M&A is Messy: The Impact of Company Culture Pre and Post Sale
Jennifer Fondrevay is the founder of Day One Ready, a consulting firm for business owners going through mergers and acquisitions. Jennifer specializes in keeping the human element of selling businesses in the forefront.
Today, she tells me about her experiences with M&A and how she has met a need that many businesses don’t think about until after the fact. That need, of course, is keeping your employees and more importantly middle managers in the loop about their future with your company once it is sold.
Jennifer is in the process of writing a book for these middle managers and other team leaders who may find themselves working for a merged company. It’s called Now What? A Survival Guide for Navigating and Thriving Through Acquisition.
You will learn about:
- Jennifer’s background in advertising and marketing.
- How she got into M&A.
- Who her book is for and why she launched Day One Ready.
- Why M&A is important to a business.
- Why incorrect valuation is the main reason businesses fail the first year after a merger.
- The culture clashes that happen after a sale.
- Painting a clear picture of a company’s future is critical.
- How Jennifer provides transparency to the M&A process.
- The types of leaders you need to include in this process.
- Emphasizing how the employee fits into the new system.
- The stats of failure for an M&A business during the first year.
- The steps to considering people first.
- The importance of respect.
- Jennifer’s parting advice.
Takeaways:
The fact is your company will change after a merger. You need to ask the right questions and include the right people in your company to create a uniform and clear representation of how the business will change for the employees just looking for marching orders. If you show respect to your employees it will go a long way.
Links and Resources:
GEXP Collaborative
Jennifer’s website
Now What? A Survival Guide for Navigating and Thriving Through Acquisition
About Jennifer:
From working with a wide variety of Fortune 500 companies, start-ups, and small businesses, Jennifer has seen countless growth strategies fall short because a workforce cannot pivot to adapt to change as effectively as leadership anticipated. In hindsight, it’s easy to see why people strategies broke down, but by then it’s too late to intervene.

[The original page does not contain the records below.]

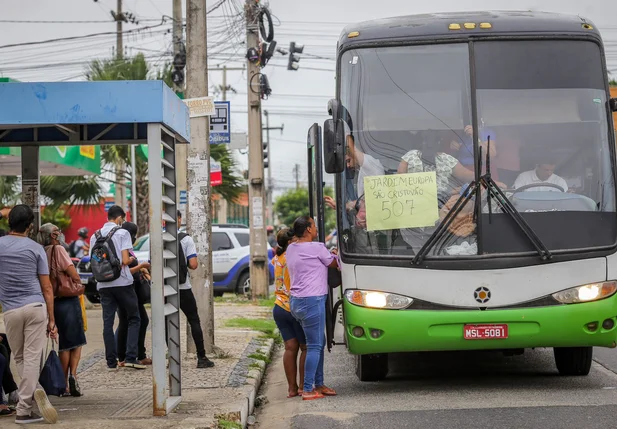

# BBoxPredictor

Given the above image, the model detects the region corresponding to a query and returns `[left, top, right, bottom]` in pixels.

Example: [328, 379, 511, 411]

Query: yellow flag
[364, 171, 439, 231]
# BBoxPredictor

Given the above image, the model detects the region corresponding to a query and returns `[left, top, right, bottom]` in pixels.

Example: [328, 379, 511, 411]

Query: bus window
[475, 40, 615, 253]
[340, 44, 476, 255]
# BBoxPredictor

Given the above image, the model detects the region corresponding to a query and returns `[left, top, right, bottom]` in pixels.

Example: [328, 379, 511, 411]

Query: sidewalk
[0, 299, 273, 429]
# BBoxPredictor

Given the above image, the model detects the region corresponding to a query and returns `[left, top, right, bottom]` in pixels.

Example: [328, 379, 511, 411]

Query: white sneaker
[34, 389, 58, 424]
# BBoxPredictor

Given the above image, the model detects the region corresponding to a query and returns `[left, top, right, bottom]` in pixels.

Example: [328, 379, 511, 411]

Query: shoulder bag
[49, 246, 86, 298]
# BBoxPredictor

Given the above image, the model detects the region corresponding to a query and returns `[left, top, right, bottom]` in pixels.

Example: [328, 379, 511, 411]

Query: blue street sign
[210, 101, 231, 144]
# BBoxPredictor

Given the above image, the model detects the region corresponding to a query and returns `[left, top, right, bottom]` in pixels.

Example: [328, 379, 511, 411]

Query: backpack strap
[105, 226, 122, 240]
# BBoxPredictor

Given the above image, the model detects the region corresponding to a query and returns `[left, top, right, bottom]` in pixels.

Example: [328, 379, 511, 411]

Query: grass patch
[249, 362, 261, 369]
[225, 317, 276, 335]
[258, 332, 283, 346]
[214, 294, 275, 307]
[216, 419, 242, 429]
[248, 353, 272, 363]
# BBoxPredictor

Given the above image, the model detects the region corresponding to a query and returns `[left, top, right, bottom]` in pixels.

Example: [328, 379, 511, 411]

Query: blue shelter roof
[0, 80, 190, 146]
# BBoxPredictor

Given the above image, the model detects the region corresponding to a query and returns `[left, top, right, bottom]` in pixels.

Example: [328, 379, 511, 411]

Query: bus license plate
[463, 324, 508, 340]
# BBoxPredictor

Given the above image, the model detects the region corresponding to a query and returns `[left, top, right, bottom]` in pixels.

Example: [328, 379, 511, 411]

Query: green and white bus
[308, 12, 617, 381]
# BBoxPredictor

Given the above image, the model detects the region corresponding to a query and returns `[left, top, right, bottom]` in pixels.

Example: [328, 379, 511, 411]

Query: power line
[0, 22, 165, 49]
[0, 19, 115, 24]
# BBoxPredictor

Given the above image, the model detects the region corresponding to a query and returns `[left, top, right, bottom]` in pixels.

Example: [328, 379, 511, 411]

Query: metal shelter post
[21, 146, 41, 232]
[148, 124, 182, 416]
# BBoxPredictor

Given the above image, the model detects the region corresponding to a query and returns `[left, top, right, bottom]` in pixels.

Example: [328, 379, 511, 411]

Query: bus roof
[339, 11, 600, 48]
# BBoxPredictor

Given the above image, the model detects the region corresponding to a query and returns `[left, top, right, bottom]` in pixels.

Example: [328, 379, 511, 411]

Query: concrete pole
[186, 0, 214, 353]
[131, 144, 137, 224]
[114, 0, 127, 210]
[173, 0, 186, 221]
[21, 145, 41, 236]
[264, 110, 272, 225]
[223, 66, 227, 101]
[116, 0, 124, 59]
[245, 0, 269, 299]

Jennifer Fondrevay is the organizational transformation guru companies need to keep their growth strategies on track. While data is increasingly used to guide business decisions, Jennifer helps ensure the human component of a company’s plan, such as culture, productivity, and retention remains a cornerstone of success during times of change rather than an inhibitor. Serving as an advisor to senior leadership and a liaison to middle managers, she is a much-needed resource who guides companies safely through unfamiliar waters.